Achtung, Achtung, Aua. . !

BRAMBAUER Mit Schulsanitätern ist es wie mit der Feuer-Versicherung. Es ist gut, sie zu haben. Es ist besser, sie nie zu brauchen. Sieben Ersthelfer auf einen Streich feierten gestern Realschule und Johanniter als Ausbilder.

von Von Karl-Heinz Knepper

, 08.11.2007 / Lesedauer: 2 min
Achtung, Achtung, Aua. . !

Realschullehrer Hajo Wulff (l.) und Hartmut Jürgens, Johanniter, lobte den Lerneifer der Sanitäter und Sanitäterinnen.

Siebenmal Einsatz. Siebenmal Verzicht auf Freizeit. Siebenmal Vorbild.

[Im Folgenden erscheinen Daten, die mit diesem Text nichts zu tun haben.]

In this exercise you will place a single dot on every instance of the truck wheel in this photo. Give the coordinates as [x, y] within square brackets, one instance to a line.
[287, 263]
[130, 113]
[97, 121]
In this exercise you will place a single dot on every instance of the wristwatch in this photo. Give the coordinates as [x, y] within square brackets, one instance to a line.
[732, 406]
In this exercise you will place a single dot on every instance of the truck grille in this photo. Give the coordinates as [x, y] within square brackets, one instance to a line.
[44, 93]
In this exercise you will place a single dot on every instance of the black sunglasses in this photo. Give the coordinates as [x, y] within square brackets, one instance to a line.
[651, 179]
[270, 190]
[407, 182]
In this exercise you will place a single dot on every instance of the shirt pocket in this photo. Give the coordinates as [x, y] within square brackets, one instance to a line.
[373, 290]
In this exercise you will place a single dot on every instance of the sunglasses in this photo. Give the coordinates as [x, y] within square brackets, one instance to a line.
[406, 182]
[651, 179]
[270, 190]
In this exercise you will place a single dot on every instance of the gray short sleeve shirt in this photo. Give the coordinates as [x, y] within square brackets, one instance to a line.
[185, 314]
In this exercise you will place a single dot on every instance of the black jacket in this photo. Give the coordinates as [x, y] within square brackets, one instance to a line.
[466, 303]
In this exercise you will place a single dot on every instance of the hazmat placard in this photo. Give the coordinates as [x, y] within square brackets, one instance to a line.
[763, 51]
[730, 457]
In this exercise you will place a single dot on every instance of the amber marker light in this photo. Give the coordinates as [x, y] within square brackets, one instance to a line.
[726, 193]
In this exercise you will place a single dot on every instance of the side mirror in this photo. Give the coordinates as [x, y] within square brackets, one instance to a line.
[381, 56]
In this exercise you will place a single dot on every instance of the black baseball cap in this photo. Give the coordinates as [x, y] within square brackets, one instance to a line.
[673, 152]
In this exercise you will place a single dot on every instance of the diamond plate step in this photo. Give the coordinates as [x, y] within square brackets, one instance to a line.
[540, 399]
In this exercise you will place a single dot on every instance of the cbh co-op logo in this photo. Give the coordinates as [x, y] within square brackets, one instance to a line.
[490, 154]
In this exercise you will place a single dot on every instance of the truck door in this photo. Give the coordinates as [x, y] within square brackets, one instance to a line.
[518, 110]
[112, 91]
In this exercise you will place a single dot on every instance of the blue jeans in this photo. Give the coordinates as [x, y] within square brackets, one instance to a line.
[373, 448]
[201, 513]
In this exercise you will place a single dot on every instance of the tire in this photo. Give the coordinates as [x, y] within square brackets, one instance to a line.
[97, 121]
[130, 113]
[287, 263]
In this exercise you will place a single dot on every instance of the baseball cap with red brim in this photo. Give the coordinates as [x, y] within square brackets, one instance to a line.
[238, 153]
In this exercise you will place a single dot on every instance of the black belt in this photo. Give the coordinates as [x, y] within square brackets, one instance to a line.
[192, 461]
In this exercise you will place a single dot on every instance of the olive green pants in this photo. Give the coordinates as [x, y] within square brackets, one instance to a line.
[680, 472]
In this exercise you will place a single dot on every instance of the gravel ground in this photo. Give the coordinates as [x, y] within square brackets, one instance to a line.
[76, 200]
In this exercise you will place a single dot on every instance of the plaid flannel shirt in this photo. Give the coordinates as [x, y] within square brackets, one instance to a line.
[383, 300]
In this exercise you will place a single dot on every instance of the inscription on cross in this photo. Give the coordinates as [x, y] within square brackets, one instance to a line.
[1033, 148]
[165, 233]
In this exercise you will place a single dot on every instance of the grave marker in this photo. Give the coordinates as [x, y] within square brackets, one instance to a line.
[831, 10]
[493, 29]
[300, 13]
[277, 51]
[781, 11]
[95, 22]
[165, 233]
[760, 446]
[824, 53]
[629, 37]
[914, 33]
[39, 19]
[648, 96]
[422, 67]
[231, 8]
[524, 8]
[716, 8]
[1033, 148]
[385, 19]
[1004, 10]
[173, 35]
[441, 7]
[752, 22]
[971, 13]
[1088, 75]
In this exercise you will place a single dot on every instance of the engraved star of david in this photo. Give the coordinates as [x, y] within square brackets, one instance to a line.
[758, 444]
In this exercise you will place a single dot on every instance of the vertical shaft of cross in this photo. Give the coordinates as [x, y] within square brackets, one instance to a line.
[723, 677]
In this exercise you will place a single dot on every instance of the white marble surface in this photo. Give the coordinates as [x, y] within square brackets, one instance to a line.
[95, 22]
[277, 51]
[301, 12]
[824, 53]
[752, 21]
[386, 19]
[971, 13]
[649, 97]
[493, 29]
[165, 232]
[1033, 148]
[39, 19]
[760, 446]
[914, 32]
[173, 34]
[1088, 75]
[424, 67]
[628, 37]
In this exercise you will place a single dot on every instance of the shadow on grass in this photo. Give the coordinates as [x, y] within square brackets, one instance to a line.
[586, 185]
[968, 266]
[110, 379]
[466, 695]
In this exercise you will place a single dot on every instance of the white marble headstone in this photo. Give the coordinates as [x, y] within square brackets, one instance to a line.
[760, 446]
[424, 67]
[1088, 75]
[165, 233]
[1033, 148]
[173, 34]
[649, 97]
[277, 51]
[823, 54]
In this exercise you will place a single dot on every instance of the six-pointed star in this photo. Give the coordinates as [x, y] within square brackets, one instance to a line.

„Ich finde es ganz großartig, dass Ihr Euch in den Dienst aller gestellt habt und sogar Eure Freizeit für diesen Lehrgang geopfert habt.“ Hajo Wulff, stellvertretender Leiter der Realschule, floss über vor Dankbarkeit. Hartmut Jürgens von den Johannitern („Zum ersten Mal haben wir auch Formalitäten durchgenommen, wie das Ausfüllen von Unfall-Meldeblättern“) attestierte den sieben Schülerinnen der Klasse neun ein „hochgradiges Interesse an dem Lehrgang“, der im Januar 2007 begonnen und am 28. September mit einer Prüfung geendet hatte.

Zweimal pro Woche, so Projektlehrerin Ursula Schumacher, habe die Ausbildung in Theorie und Praxis stattgefunden. Auch in den Ferien.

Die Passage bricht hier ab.